Existing deepfake detectors mostly rely on semantic features (e.g., texture, edge statistics) and are prone to overfitting to specific generative models. For example, GAN detectors perform poorly on diffusion models and cannot handle fake images from unknown generative architectures in real scenarios, leading to a 'cat-and-mouse game' dilemma. There is an urgent need for architecture-agnostic universal features.

## Method: Exploration of Physical Features and Identification of Core Features

The research team starts from physical laws, explores 15 candidate physical features (covering frequency domain, edge gradient, noise, statistics, and color dimensions), tests them on over 20 GAN/diffusion model datasets, and identifies 5 core features with stable discriminative power (e.g., Laplacian variance, Sobel statistics, residual noise variance) via feature selection algorithms, which have cross-dataset consistency.

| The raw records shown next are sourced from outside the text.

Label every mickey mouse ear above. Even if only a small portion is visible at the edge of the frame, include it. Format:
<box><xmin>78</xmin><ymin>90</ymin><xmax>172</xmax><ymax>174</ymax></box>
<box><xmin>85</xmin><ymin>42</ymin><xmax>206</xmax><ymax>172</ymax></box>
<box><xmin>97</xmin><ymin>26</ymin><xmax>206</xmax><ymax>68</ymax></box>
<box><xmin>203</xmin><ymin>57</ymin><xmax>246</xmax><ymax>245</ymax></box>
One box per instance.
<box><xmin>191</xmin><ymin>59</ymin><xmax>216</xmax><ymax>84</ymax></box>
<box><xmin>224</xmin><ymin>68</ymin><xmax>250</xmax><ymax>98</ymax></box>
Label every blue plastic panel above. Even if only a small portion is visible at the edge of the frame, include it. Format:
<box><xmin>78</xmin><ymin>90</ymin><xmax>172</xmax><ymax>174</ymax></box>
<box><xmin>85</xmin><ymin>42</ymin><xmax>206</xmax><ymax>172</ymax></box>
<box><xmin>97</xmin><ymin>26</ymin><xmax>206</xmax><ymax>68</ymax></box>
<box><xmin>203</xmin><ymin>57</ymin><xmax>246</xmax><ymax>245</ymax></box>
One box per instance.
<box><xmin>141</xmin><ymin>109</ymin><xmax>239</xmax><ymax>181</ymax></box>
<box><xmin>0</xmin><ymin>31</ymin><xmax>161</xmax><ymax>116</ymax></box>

## Method: Cross-Modal Fusion Strategy of Physical Features and CLIP

Physical features are textualized (e.g., 'Laplacian variance: 0.85') and integrated into the CLIP framework along with semantic descriptions. Through multimodal alignment, image visual features, physical text, and semantic descriptions are mapped to a unified embedding space, combining the generalization of physical features with the contextual advantages of semantic understanding.

## Experimental Evidence: SOTA Performance and Cross-Architecture Generalization

This method achieves SOTA on the GenImage benchmark, with 99.8% accuracy on Wukong and SDv1.4 datasets; it has outstanding cross-architecture generalization ability, maintaining stable performance on unseen generative models; compared to pure semantic methods, it is more robust against new generative architectures.

## Conclusion: Technical Significance and Application Prospects

This research provides a physical foundation for trustworthy AI and pioneers a new paradigm for cross-modal learning; it has high deployment value in scenarios such as social media moderation, news authenticity verification, and digital forensics, and can effectively address deepfake challenges.

## Limitations and Future Directions

The current research focuses on static images, and the applicability to video detection needs to be verified; future work will explore more physical features (e.g., optical model features), extend to video detection, and develop adaptive feature selection mechanisms.